Tuesday, 26 May 2009

Parliamentary reform in less than 150 words

The Green Party has long campaigned for radical parliamentary reform, to give people more influence over the decisions that affect them at every level of government.

The principle of subsidiarity is at the heart of our vision. We want more powers for local councils, not for unelected quangos.

We want a Bill of Rights, a written constitution, an elected second chamber. A power of recall. Measures to promote the involvement of more women and members of ethnic minorities. We want fixed term parliaments.

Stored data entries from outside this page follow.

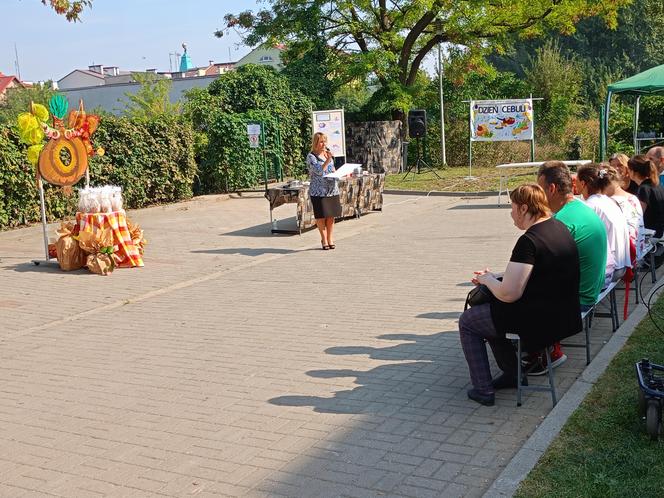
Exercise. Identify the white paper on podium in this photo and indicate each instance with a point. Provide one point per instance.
(344, 170)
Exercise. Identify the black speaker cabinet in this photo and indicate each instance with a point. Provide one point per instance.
(417, 123)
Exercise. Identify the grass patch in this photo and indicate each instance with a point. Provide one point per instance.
(453, 180)
(603, 449)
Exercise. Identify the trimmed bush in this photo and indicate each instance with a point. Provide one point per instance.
(153, 162)
(252, 93)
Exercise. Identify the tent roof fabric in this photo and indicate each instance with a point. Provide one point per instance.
(650, 82)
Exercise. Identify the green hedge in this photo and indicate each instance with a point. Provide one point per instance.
(220, 113)
(153, 161)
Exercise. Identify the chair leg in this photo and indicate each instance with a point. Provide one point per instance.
(635, 283)
(613, 302)
(586, 330)
(551, 380)
(518, 372)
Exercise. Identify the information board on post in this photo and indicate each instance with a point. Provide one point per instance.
(332, 124)
(501, 120)
(254, 133)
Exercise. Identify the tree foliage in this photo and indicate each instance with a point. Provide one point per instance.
(556, 79)
(221, 112)
(391, 39)
(152, 161)
(71, 9)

Above all, we need proportional representation. Our first-past-the-post electoral system almost always results in a minority government - a government that more people have voted against than have voted in favour of.

It’s time the mother of parliaments caught up with the rest of Europe and more truly reflected the diversity of political opinion in the country as a whole.

1 comment:

  1. Fixed term parliaments.Yes.
    That is the one unfulfilled demands of the chartists 150 years ago.
    Thankfully we won universal suffrage ,secret ballots,and ironically payment for MPs.
    But the Chartists were true democrats,and they also said that MPs should be truly accountable.So, part of the chartists' petition was for annual parliaments.Then everyone had one chance a year to sack their representatives if they were screwing up,lying,stealing,starting wars,etc.
    Sounds fairly reasonable to me!
    Last point.
    People's representatives should not earn more from taxpayers than the majority of the taxpayers they represent.It might not be a welcome prospect to many prospective MPs,but imagine being able to say to the electorate"look,I'm definately not in it for the money".